Dass solche Abenteuer und Reisen nicht nur kulturell was bieten, stellen die beiden Männer bald fest. Denn täglich lernen sie gegenseitig voneinander und müssen sich eingestehen, dass es vor dem finalen Tod auch noch Dinge zu erledigen gibt, die wichtiger und ernster sind, als all die gekauften Erinnerungen.

Das Lernmodell The Bucket List ist ein vergleichsweise einfaches. Mann A (Jack Nicholson) ist reich, hat aber auf persönlicher Ebene im Leben nichts erreicht. Seine Tochter hasst ihn und Freunde existieren nicht. Mann B (Morgan Freeman) hingegen hat sein ganzes Leben für seine Frau und drei Kinder geschuftet und ist nun ein wenig verunsichert, ob dies wirklich seine Bestimmung war oder nicht doch etwas gefehlt hat. Gemeinsam brechen sie auf, um vor dem Tod noch das Leben kennen zu lernen....

Hat sich nicht jeder schon einmal gefragt, wie schön es wäre, sich einfach mit 90 Jahren ins Bett zu legen und nie mehr aufzuwachen? Doch dies ist nicht jedem gegönnt. The Bucket List dreht sich um verpasste Chancen, zerplatze Träume, das Leben und die Realität, die sich nicht immer an unsere Pläne hält. Der Film demonstriert, wie hart einen das Schicksal treffen kann und geht dabei sehr behutsam mit der Thematik um. Man lässt sich fast eine halbe Stunde Zeit für die Einleitung, baut Sympathie und Glaubwürdigkeit auf. Der Spitalaufenthalt und die triste Ausweglosigkeit werden bis ins Detail inszeniert, weshalb man bald selber das Gefühl hat, eine tickende Zeitbombe im Nacken zu haben.
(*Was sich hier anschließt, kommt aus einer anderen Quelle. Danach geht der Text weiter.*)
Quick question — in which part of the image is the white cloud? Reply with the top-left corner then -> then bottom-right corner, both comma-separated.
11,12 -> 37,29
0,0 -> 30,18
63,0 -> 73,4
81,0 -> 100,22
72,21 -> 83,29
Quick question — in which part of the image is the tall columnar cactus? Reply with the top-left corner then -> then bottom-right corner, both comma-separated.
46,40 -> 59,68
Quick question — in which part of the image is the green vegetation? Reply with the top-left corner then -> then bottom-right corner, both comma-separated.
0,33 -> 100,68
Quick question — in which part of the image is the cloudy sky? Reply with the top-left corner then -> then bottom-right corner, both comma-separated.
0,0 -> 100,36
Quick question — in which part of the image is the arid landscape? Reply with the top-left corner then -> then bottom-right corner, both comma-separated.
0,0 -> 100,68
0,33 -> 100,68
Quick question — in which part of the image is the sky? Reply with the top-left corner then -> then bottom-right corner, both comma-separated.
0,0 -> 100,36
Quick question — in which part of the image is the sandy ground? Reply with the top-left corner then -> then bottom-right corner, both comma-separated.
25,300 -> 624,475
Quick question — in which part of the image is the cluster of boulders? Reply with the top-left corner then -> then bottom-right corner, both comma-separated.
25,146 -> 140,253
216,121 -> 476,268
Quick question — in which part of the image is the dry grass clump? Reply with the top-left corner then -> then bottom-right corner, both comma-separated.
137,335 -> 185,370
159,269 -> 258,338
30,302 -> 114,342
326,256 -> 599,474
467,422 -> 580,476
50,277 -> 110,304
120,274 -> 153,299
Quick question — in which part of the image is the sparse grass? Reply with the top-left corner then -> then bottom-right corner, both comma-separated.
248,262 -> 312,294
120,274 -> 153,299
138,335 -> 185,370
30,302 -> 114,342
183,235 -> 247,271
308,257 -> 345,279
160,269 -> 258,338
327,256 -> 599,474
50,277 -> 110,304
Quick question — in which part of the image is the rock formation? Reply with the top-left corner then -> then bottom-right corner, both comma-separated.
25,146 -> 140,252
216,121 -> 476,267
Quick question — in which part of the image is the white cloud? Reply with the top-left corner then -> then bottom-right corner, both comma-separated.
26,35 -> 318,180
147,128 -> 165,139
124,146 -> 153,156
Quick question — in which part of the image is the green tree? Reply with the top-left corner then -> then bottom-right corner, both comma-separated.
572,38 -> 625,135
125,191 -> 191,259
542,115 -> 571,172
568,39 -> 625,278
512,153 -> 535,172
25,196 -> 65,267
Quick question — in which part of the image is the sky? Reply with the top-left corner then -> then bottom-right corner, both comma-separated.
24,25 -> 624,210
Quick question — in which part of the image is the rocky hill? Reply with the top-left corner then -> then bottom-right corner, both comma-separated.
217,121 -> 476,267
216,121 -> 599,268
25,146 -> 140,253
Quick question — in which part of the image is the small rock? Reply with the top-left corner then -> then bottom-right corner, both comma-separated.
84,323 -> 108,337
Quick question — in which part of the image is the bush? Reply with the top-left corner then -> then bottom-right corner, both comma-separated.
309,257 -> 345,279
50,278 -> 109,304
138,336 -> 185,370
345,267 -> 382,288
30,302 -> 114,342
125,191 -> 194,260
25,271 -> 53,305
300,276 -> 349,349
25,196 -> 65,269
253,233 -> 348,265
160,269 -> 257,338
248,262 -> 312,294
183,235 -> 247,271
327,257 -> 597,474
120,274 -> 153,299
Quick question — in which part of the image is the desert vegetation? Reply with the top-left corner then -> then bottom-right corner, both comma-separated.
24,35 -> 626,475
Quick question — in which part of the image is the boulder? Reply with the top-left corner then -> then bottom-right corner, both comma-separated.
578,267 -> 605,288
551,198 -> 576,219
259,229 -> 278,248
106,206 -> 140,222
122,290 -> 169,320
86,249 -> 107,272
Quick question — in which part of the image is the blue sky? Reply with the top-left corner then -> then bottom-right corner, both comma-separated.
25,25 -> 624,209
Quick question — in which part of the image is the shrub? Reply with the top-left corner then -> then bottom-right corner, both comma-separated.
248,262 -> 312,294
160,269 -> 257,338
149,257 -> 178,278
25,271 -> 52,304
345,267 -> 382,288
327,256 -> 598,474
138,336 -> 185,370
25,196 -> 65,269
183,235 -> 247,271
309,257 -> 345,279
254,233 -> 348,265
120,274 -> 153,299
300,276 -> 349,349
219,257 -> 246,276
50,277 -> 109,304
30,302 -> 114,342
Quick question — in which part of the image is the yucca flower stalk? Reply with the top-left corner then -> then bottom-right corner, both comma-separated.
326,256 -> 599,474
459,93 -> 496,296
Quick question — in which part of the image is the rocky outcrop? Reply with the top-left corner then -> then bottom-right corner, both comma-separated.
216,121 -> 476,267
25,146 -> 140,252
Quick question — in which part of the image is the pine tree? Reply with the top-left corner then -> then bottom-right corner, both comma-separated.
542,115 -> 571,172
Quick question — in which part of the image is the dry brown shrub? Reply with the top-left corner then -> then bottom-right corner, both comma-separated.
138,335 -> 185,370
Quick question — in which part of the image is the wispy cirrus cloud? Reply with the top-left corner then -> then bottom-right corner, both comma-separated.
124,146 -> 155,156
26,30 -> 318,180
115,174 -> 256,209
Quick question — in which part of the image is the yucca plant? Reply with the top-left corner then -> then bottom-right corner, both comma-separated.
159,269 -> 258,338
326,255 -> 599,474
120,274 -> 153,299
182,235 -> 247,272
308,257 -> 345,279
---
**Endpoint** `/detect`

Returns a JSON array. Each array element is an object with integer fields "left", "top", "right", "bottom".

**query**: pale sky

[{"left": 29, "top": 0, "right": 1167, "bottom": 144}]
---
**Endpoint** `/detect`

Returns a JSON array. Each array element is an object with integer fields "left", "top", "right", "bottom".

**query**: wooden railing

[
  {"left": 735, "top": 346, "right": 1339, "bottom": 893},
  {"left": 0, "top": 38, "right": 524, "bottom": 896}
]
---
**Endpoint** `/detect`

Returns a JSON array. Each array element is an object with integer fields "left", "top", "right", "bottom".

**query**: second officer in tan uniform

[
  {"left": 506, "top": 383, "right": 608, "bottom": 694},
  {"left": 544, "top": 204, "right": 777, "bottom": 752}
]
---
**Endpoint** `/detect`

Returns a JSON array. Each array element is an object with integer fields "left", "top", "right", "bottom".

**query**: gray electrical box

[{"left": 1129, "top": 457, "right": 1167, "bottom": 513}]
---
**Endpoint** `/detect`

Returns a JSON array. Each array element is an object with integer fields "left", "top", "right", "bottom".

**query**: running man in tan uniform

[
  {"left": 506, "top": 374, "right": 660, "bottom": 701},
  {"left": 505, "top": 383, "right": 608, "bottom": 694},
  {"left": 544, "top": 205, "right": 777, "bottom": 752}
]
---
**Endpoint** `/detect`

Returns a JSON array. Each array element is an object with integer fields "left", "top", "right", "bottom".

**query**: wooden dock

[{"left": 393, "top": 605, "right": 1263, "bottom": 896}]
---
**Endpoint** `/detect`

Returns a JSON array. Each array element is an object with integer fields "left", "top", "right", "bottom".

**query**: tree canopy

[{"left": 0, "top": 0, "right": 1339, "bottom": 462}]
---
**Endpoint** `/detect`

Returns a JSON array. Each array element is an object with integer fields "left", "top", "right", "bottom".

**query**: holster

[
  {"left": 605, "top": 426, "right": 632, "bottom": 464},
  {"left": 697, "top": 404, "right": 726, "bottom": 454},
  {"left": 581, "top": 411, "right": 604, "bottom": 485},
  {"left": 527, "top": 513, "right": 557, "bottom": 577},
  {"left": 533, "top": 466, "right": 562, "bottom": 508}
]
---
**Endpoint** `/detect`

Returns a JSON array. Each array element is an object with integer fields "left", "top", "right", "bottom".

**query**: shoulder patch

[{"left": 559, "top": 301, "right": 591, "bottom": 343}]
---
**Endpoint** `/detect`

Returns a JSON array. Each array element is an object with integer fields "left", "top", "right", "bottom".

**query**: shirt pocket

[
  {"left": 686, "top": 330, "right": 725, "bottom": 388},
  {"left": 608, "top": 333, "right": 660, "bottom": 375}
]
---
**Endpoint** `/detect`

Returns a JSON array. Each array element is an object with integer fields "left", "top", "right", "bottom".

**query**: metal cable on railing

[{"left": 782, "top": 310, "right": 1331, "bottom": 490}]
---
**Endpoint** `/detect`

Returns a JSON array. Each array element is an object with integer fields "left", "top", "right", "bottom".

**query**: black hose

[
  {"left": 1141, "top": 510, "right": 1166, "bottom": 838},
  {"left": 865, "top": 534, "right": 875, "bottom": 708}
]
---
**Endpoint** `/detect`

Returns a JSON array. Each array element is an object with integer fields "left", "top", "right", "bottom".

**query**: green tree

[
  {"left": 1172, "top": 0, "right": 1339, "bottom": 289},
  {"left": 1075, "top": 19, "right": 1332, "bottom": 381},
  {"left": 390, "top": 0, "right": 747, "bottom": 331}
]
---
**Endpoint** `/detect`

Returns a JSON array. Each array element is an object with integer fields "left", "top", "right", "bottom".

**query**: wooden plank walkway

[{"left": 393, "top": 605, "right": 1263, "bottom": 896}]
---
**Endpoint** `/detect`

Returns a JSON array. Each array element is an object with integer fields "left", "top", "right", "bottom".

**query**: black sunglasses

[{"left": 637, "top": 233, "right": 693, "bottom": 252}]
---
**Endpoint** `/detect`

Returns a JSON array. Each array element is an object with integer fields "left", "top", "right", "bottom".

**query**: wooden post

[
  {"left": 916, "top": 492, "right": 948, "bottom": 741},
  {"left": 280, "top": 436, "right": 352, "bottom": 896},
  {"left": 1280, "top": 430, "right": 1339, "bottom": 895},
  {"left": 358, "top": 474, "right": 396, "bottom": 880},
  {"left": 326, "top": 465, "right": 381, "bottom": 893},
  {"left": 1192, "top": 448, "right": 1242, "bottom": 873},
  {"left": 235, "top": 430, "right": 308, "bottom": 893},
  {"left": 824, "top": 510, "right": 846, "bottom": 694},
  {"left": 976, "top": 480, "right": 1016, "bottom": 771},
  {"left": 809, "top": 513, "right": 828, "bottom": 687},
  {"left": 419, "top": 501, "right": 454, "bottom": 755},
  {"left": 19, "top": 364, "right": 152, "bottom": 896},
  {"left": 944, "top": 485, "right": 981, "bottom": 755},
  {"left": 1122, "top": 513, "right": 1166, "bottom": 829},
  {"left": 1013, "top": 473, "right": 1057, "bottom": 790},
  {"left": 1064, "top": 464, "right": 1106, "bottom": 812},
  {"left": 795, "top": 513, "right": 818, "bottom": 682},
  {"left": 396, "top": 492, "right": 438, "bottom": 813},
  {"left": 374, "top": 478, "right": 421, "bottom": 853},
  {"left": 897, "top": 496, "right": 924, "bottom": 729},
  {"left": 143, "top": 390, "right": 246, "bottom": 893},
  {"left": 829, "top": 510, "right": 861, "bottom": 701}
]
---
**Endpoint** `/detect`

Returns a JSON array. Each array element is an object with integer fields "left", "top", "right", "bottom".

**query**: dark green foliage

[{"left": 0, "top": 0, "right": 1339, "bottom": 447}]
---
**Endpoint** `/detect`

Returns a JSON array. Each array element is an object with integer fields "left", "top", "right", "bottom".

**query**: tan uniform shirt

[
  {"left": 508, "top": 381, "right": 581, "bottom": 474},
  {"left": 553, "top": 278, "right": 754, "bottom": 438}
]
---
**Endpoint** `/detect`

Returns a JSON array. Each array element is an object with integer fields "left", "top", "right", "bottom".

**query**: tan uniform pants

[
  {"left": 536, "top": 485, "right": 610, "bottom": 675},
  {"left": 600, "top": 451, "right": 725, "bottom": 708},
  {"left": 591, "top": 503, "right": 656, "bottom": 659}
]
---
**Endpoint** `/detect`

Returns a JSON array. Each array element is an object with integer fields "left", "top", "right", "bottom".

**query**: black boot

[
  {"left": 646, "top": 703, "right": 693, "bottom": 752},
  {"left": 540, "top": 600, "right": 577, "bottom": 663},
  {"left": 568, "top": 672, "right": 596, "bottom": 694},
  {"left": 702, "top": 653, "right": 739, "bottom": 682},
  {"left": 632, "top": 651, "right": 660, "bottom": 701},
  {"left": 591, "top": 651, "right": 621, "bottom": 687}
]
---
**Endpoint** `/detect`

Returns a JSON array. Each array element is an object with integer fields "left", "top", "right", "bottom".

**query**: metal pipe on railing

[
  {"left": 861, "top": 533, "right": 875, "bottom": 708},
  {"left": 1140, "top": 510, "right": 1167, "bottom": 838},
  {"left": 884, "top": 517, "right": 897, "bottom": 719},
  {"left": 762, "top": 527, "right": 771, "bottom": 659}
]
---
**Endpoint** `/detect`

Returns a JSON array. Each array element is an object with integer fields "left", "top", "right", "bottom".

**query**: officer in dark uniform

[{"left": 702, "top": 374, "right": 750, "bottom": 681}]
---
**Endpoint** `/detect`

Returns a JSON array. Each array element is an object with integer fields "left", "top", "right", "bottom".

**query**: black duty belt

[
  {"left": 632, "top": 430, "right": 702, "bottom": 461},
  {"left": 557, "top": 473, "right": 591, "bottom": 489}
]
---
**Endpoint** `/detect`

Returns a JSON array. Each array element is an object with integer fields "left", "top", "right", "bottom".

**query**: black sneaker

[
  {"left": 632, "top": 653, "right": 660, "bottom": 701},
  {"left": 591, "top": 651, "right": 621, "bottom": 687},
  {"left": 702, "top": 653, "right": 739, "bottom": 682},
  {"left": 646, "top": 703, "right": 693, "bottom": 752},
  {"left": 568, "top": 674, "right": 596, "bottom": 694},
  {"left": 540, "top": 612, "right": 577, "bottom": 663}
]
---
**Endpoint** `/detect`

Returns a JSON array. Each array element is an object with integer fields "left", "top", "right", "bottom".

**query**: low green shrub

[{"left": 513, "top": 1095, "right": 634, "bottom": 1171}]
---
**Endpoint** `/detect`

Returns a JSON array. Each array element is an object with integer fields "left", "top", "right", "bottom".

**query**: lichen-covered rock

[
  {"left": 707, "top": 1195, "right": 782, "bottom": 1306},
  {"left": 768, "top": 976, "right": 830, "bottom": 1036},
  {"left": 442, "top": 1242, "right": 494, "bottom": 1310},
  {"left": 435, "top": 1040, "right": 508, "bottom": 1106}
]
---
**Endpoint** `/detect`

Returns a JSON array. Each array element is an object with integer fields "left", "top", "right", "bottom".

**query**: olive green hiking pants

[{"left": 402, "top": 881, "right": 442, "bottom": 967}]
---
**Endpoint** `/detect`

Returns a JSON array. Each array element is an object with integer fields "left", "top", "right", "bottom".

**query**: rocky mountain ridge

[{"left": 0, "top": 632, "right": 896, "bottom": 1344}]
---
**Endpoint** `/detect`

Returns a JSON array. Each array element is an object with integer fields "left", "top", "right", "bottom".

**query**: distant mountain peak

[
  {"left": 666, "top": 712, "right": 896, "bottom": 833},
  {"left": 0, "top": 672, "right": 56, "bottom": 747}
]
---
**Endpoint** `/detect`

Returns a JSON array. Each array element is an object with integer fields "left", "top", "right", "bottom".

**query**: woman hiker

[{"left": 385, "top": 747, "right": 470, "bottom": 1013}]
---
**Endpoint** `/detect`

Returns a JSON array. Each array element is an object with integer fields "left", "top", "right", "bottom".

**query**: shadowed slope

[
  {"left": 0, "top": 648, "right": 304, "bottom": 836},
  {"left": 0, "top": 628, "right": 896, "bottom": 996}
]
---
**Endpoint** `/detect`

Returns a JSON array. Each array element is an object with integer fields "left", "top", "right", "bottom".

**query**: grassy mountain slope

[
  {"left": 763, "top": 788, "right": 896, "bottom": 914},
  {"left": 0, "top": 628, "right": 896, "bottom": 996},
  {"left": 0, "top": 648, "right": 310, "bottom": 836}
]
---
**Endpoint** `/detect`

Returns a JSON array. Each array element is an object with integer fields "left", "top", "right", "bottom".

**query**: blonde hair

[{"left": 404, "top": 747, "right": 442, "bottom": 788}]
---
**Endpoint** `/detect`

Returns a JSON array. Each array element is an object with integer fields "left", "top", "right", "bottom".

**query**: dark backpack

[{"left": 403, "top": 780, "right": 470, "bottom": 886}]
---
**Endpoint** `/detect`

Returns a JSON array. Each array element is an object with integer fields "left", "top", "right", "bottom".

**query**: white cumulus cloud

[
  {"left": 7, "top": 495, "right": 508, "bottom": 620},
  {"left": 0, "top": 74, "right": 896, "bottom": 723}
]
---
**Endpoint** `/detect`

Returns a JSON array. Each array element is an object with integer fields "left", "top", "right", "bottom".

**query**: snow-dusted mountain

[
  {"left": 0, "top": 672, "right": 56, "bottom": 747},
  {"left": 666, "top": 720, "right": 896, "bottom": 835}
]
Trotz des simplen Musters ist The Bucket List einzigartig und wunderschön. Jack Nicholson spielt eine Rolle irgendwo zwischen Something's Gotta Give und One Flew Over the Cuckoo's Nest; einen Mix also zwischen Psychopath, altem schrulligen Opa und Spassvogel. Schauspielerisch genauso einwandfrei ist sein Kollege Morgan Freeman, weshalb man diese Komponente des Films auch gar nicht im Detail zu beleuchten braucht.

Besonders für die in Geographie unbewanderten Amerikaner ist der Film auch noch in einem anderen Bereich nützlich, dem Wichtigste-Orte-der-Welt-Kennnenlernkurs im Schnelldurchlauf. Schöne Bilder vom Dach der Welt oder aus dem Inneren des Taj Mahal, alles dabei und besonders auf grossen Leinwänden ein Genuss (Tipp: The Bucket List steht dieses Jahr auf dem Programm vieler Openair Kinos).

Und die Kernaussage? Krebs macht jedem Angst, er ist unberechenbar, hinterhältig und lähmt uns, weil wir mit ziemlicher Sicherheit früher oder später in unserem Leben - durch Verwandte, Freunde oder sogar selbst - damit in Kontakt kommen werden. The Bucket List steht deshalb für einen ganzen Planeten voller Menschen, ist befreiend, Trost spendend und bittersüss, so dass man stellenweise nicht weiss, ob man lieber heulen oder lachen soll. Es ist einer jener Filme, die uns klarmachen, wie kurz unsere Zeitspanne ist und dass wir leben sollten, statt uns über Kleinigkeiten zu ärgern und gegenseitig fertig zu machen. Schade nur, dass diese Einsicht, wie immer, nur einige Tage halten wird, bis wir wieder versinken in unserem Alltagstrott und der vertrauten Monotonie...oder es uns selbst trifft.

Die Extras der DVD sind nicht der Rede wert. Ausser einem Musikvideo von John Mayer sucht man nämlich vergeblich danach, was mich persönlich nach so einem tollen Film auch gar nicht gestört hat.

/ kat

Kommentare Total: 16

origamimax

Ein grandioses Duo!

VesperLynd89

Allein schon wegen Morgan Freeman und Jack Nicholson lohnt es sich diesen Film anzuschauen. Der Film lebt von den beiden Schauspielern, die einen immer wieder zum Lächeln und zum Weinen bringen. Allerdings wäre es auch mal schön gewesen, wenn Freeman den griesgrämigen Millionär und Nicholson den Familienmenschen gegeben hätte. Beide spielen aber wirklich gut, sodass alle anderen Schauspieler nur als "lästiges Beiwerk" bezeichnet werden können.

sj

Story 2, Schauspiel 5. Habe selten am Ende eines Filmes soviele Tränen vergossen - unglaublich rührend!